Lokasi prasasti ini ada di Provinsi Ilam, Iran. Prasasti Ashurbanipal merupakan salah satu situs bersejarah dan arkeologi yang berharga dari milenium pertama SM. Tulisannya menggunakan sistem tulisan Cuneiform.
Karya besar tersebut berada di desa Gul Gul, 25 kilometer dari kota Ilam dan di antara jalan setapak berbatu yang tinggi. Ashurbanipal telah terdaftar sebagai salah satu monumen nasional Iran pada bulan Desember 1977.

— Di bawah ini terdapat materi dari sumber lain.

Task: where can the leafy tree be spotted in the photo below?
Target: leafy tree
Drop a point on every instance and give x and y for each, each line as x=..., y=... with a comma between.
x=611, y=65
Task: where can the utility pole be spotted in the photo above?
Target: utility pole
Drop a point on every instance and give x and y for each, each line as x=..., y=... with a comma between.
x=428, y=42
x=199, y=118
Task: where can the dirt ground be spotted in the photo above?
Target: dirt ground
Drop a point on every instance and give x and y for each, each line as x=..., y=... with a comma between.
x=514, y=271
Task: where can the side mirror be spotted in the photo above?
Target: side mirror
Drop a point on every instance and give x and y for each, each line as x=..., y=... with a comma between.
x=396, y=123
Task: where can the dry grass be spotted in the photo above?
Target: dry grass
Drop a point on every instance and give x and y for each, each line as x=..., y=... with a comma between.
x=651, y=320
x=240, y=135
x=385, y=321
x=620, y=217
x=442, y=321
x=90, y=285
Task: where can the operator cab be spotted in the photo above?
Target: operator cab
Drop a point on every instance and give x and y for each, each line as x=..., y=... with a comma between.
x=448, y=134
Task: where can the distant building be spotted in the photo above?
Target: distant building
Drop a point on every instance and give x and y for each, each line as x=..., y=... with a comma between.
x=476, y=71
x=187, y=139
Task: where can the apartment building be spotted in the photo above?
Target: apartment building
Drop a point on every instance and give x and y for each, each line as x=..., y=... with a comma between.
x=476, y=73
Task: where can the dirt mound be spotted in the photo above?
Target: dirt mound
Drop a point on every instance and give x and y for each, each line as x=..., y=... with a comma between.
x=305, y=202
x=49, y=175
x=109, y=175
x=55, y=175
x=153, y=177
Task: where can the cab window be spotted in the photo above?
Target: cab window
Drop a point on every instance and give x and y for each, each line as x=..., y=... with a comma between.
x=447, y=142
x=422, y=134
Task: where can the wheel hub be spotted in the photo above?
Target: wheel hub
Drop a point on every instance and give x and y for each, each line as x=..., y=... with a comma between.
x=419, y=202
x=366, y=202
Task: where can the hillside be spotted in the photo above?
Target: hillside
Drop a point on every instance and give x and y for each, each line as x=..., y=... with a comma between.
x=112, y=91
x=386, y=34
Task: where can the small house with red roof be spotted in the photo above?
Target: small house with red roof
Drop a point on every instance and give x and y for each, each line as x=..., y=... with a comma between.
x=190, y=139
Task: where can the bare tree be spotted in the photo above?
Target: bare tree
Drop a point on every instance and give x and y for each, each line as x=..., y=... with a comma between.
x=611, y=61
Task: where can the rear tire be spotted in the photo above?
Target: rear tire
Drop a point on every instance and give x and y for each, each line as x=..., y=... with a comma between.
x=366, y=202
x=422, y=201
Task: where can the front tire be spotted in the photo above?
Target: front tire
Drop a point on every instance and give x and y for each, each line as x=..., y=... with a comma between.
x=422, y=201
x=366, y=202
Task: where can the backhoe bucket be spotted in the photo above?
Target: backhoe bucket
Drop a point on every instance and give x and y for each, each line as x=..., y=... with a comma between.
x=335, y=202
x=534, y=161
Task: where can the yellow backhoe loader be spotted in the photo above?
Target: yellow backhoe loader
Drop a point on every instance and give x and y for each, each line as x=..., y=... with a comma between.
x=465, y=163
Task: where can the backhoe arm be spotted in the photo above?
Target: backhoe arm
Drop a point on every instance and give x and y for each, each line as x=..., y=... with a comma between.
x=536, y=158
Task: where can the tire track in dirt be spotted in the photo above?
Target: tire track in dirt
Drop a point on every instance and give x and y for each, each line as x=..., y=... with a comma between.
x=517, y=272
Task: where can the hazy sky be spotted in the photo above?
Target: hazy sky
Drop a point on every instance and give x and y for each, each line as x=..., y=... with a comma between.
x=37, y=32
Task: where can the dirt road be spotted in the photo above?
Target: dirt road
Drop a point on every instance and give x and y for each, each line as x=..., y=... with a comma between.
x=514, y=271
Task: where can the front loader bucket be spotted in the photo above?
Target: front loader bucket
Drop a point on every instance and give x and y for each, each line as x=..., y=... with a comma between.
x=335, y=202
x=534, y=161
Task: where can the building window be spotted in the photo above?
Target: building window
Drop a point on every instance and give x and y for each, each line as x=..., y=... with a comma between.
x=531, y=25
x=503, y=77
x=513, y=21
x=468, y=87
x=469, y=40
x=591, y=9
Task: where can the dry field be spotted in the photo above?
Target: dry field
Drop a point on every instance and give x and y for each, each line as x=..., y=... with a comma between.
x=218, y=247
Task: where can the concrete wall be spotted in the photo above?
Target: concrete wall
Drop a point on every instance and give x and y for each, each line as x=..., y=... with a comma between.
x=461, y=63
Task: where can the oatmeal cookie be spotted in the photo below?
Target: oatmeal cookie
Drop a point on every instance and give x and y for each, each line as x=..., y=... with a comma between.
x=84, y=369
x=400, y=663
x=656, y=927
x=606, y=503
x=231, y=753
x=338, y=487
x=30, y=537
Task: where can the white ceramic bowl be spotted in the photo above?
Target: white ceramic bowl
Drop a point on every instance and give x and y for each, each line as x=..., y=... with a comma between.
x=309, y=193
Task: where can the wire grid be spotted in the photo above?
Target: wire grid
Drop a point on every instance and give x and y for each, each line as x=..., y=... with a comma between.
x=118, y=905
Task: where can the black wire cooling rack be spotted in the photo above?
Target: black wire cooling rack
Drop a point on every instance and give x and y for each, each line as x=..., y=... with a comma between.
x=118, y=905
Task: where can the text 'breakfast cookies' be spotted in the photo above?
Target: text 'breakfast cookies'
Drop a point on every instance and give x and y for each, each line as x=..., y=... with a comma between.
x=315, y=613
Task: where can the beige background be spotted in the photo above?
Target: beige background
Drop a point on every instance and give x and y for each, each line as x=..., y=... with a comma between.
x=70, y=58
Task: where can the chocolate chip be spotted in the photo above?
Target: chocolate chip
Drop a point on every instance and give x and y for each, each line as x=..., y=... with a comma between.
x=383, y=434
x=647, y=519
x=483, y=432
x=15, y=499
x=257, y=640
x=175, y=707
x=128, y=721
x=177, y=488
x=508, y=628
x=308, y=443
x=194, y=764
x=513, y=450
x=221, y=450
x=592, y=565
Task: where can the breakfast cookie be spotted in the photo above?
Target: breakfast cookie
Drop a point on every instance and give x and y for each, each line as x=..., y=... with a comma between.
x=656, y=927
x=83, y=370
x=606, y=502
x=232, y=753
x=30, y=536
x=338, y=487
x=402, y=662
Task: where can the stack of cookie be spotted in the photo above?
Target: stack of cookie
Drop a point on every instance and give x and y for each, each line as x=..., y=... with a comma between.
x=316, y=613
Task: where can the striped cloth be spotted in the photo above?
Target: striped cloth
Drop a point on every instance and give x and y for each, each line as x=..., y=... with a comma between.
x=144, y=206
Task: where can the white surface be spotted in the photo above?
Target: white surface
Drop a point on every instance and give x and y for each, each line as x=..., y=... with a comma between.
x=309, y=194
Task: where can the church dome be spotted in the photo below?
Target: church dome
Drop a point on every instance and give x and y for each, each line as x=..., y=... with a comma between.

Prasasti Ashurbanipal berbentuk bujur dengan dimensi 130 X 90 sentimeter. Tingginya sekitar 270 sentimeter. Pada prasasti itu ada ukiran seorang prajurit Asyur (Asiria) dengan helm perang dan memegang panah. Namun sebagian koleksi tulisan itu sekarang tersimpan di British Museum London.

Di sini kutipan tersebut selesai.